Strings

(All Sections)

Character Vectors: Strings

Definition

We have met strings before.

String

A sequence of characters


Quotes as Delimiters

We use quotes to mark the beginning and end of a string.

greeting <- "hello"
typeof(greeting)
[1] "character"

Always a Vector

Like all data types in R, strings do not exist on their own. They are always elements of a vector.

is.vector(greeting)
[1] TRUE
length(greeting)
[1] 1

Single or Double Quotes …

… can be used as delimiters. Your choice won’t affect the value of the string:

greeting1 <- "hello"
greeting2 <- 'hello'
greeting1 == greeting2
[1] TRUE

You Can Mix Them …

… in a vector:

politeWords <- c("Please?", 'Thank you!')
politeWords
[1] "Please?"    "Thank you!"

Best Practice in R: Use double-quotes whenever possible.

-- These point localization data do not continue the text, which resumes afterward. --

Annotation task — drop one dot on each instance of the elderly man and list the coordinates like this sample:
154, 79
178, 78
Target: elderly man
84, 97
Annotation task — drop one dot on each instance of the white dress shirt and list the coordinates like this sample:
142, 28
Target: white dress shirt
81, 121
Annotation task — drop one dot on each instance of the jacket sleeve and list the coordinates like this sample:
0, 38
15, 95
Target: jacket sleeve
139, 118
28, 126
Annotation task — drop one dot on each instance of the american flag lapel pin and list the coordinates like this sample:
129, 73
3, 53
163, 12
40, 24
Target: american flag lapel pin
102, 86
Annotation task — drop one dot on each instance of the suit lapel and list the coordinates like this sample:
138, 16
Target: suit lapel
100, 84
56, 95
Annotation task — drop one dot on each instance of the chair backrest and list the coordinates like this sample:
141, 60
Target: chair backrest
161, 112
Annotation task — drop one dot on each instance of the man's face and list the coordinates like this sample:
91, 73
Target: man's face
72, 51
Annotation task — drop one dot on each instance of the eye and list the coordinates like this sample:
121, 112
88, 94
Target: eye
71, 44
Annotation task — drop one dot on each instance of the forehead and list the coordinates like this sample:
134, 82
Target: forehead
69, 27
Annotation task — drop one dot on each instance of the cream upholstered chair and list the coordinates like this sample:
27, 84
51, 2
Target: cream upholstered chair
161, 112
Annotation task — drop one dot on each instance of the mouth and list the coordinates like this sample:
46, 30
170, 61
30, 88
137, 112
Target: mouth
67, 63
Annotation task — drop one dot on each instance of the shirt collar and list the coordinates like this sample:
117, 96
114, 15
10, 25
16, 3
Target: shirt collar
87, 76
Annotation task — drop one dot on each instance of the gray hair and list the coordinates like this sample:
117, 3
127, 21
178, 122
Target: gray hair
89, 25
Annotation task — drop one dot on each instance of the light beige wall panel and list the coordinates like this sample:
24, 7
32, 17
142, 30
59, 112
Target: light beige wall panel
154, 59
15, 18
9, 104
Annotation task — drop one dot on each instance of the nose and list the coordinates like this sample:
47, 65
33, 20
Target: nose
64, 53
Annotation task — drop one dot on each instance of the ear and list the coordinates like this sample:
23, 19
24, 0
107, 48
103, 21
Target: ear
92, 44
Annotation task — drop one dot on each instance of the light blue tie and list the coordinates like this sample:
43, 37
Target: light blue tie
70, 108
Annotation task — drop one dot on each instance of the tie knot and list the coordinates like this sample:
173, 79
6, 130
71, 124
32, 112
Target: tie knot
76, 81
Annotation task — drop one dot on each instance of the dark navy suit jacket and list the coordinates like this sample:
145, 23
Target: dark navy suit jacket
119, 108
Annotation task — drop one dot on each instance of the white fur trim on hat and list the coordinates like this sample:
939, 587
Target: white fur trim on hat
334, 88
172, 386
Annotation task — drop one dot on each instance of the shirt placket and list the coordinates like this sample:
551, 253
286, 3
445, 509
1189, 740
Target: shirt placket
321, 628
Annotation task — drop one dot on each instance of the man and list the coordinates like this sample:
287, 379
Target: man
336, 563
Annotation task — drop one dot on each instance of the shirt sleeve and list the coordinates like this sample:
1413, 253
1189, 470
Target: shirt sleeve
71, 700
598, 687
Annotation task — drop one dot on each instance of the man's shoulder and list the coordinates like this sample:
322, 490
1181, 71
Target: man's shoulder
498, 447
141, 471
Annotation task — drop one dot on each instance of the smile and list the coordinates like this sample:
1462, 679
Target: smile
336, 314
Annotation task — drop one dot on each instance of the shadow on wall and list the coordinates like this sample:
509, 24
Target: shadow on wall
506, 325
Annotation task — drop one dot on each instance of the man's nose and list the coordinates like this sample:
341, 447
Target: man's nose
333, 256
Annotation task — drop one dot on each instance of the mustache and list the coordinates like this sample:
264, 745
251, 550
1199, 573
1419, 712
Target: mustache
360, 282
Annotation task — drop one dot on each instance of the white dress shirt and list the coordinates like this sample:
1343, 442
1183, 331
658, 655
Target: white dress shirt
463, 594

Characters and Special Characters

A Naive View of Characters

Naively construed, characters are the things you can type on your computer keyboard:

  • the lower-case letters a-z;
  • the upper case letters A-Z;
  • the digits 0,1, …, 9 (0-9);
  • the punctuation characters: ., -, ?, !, ;, :, etc. (and of course the comma, too!)
  • a few other special-use characters: ~, @, #, $, %, _, +, =, and so on;
  • and the space, too!

And Quote-Marks, Too!

You can include quotes in a string. But you have to be careful. For example, how would you get the following in your Console?

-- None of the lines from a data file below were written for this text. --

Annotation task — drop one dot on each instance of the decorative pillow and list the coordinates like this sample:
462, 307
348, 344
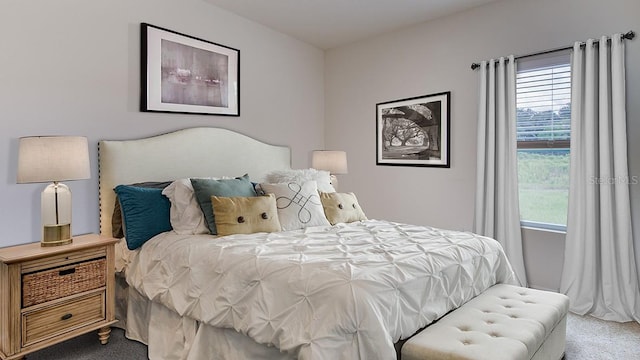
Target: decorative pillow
245, 215
300, 176
145, 212
341, 207
116, 218
299, 206
186, 216
206, 188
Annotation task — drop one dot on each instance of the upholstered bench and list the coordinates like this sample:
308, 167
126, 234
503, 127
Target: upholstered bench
504, 322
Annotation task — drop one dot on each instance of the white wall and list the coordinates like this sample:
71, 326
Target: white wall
435, 57
71, 67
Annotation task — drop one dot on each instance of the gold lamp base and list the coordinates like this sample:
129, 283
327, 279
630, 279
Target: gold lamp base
55, 235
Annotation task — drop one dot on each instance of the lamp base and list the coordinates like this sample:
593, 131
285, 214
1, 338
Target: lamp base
55, 235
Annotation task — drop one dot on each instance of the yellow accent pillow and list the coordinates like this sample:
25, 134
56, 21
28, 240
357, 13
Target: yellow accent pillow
341, 207
245, 215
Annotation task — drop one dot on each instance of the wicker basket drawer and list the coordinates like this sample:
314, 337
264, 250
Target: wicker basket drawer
46, 322
51, 284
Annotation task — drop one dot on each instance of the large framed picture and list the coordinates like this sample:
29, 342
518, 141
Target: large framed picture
184, 74
414, 131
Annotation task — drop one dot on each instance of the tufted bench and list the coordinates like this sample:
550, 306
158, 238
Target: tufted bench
504, 322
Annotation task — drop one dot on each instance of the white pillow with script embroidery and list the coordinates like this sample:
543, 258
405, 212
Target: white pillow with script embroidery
299, 205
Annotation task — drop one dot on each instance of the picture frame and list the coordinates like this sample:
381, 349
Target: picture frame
414, 131
185, 74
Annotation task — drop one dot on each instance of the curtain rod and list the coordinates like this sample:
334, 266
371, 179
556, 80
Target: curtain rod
629, 35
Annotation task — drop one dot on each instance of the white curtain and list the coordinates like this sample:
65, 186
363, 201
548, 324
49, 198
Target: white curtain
599, 273
497, 212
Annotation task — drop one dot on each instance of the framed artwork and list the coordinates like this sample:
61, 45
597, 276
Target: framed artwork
184, 74
414, 131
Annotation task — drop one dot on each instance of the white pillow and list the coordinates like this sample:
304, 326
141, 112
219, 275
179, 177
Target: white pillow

## "Welcome", she said, "the coffee's on me!"

This doesn’t work:

cat(""Welcome", she said, "the coffee's on me!"")
Error: <text>:1:7: unexpected symbol
1: cat(""Welcome
          ^

Escaping

You have to escape the special meaning of the quotes-marks, if you want them appear inside a string:

cat("\"Welcome\", she said, \"the coffee's on me!\"")
"Welcome", she said, "the coffee's on me!"

Control Characters

The back-slash character \ is an example of a special character called a control character.

Control Character

A member of a character set that does not represent a written symbol.


The function of \ is to escape the regular meaning of the character immediately following it.

But What If I Want to Print a \?

Suppose you need to write:

The Windows path is:  "C:\\Inetpub\\vhosts\\example.com".

Then you must escape the backslash with another backslash!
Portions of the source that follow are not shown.